Aslında bu savunma sadece Kudüs’ü değil onunla birlikte İslam’ın izzetini savunmak olduğunu çok iyi biliyor Erdoğan. Bununla birlikte Kudüs’ü savunmanın Ortadoğu barışını ve dünya barışını da savunmak olduğunu biliyor. 

İşte tüm bunlar devam ederken İsrail’de boş durmuyor. Filistin halkı üzerinden baskıları arttırıyor, tam anlamıyla büyük bir devlet terörü uyguluyor. Öte yandan bölgede Kudüs sorunu ile birlikte gündemin ikinci sırasına yerleşen İran-Suudi Arabistan gerginliği de yeniden alevlenerek yükseliyor.
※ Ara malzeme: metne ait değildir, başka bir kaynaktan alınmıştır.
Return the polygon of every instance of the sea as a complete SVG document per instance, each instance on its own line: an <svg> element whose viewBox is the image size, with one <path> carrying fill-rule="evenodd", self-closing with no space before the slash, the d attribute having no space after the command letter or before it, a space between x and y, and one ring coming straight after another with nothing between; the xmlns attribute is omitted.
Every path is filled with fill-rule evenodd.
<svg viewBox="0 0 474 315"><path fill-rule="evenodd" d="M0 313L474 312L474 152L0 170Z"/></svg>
Evet, çok iyi biliyoruz ki tam anlamıyla istenen şey, çatışmanın dört bir yana yayılması ve mezhebi olarak bir karaktere bürünmesi. Böylelikle İslam dünyasında kesinlikle kapatılmayacak bir yara açılmaya çalışılıyor. Bu yara üzerinden de sömürgeci güçler kendi kafalarına göre istedikleri gibi at koşturacak! 

İstenen bir diğer unsur ise, İslam dünyasında son dönemde ortaya çıkan Kudüs birlikteliğinin dağılması, bu dağılma üzerinden de işlevsel bir birliğin kurulmasının engellenmesi demek. Bunu bizlere en güzel anlatan kare ise, İsrail ve ABD’nin S. Arabistan’a yatırım yaparak bu ittifakı bozmaya çalışması. 

Müslüman ülkelerin farkında olması gereken en önemli husus, Kudüs ittifakının bu coğrafya için ciddi bir imkân olduğudur. İnşallah İslam ülkeleri bir asır öncesi gibi bu sömürgecilerin tuzağına düşmez.